From the advent of turning sawdust and cork into vegan leather and using mushroom based dyes to colour your garments, TINTEX never fails to trailblazer with its innovative approaches to the most contemporary of problems. What are the key elements in your R&D process that enables the company to consistently remain competitive?

We have a strong strategy and that is really focused on being 100 percent sustainable. That is easier for the innovation team to know that we have this strong focus, going for the highest degree of technology, but still being responsible for the environment around us locally and globally. It is quite easy, because you run out of possibilities and then you start to think out of the box. Our innovation team goes around the world seeing what is happening. We have a lot of network channels to have this knowledge flowing between us and our partners everywhere from Portuguese institutes to globally renowned institutes.


Besides the recent interruption in global trade, exports remain the lifeblood of the Portuguese textile industry. Can you highlight to our two 200 million readers what markets are currently strategically important for tin tanks and which destinations hold promise for expansion and why?

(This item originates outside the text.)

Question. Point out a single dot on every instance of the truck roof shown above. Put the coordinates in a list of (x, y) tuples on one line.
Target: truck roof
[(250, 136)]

Our main markets are North and Central Europe and then North America, mostly the east coast of the US. The type of product that these countries have, especially in Northern European countries, is very clean with a modern design, which is influencing a lot of Central Europe and the US. In Germany, a lot of new brands are emerging with a strong focus on fully sustainable, full traceable products. It is quite interesting that this shift happened in the last three years, as before that, things were totally different. Then we are moving also towards Turkey. Turkey is really starting to be a great market. Turkey and Portugal have always had a competitive relationship, but we look at it from another angle. We could take them as our partner as a next step to going global, given that Turkey is a key strategic player in the world in textile business. Eastern Europe is the other the other safe bet, because in terms of industrial scale, Turkey and Eastern Europe, are leading geographies for the next five to ten years.

Our thought is really going global at a consumer level. We need to adapt and be there as a partner for everyone who wants to create value for the consumer. We may not be selling to the consumers, but we can partner with the people who are.


What would you say are the main objectives for the company now in 2020, following the destabilisation due to the pandemic?

During this time, it is hard to predict, as our plans at the beginning of the year are quite different from today. Our goal for the next year is to sustain the business. Using every opportunity, we have to have a stable business for the next months without overspending on investments.


Could you please provide us with a Final message to the readers of Newsweek?

My final message would be that behind this strange moment, we need to be smart and look for strategic opportunities, with that being applicable in every type of industry and sector. A few months ago, nobody knew what to do or what was happening. However, after a few weeks and months things became clearer, the path of how to navigate out of the situation was there. Be patient, look wider as opportunities will arise.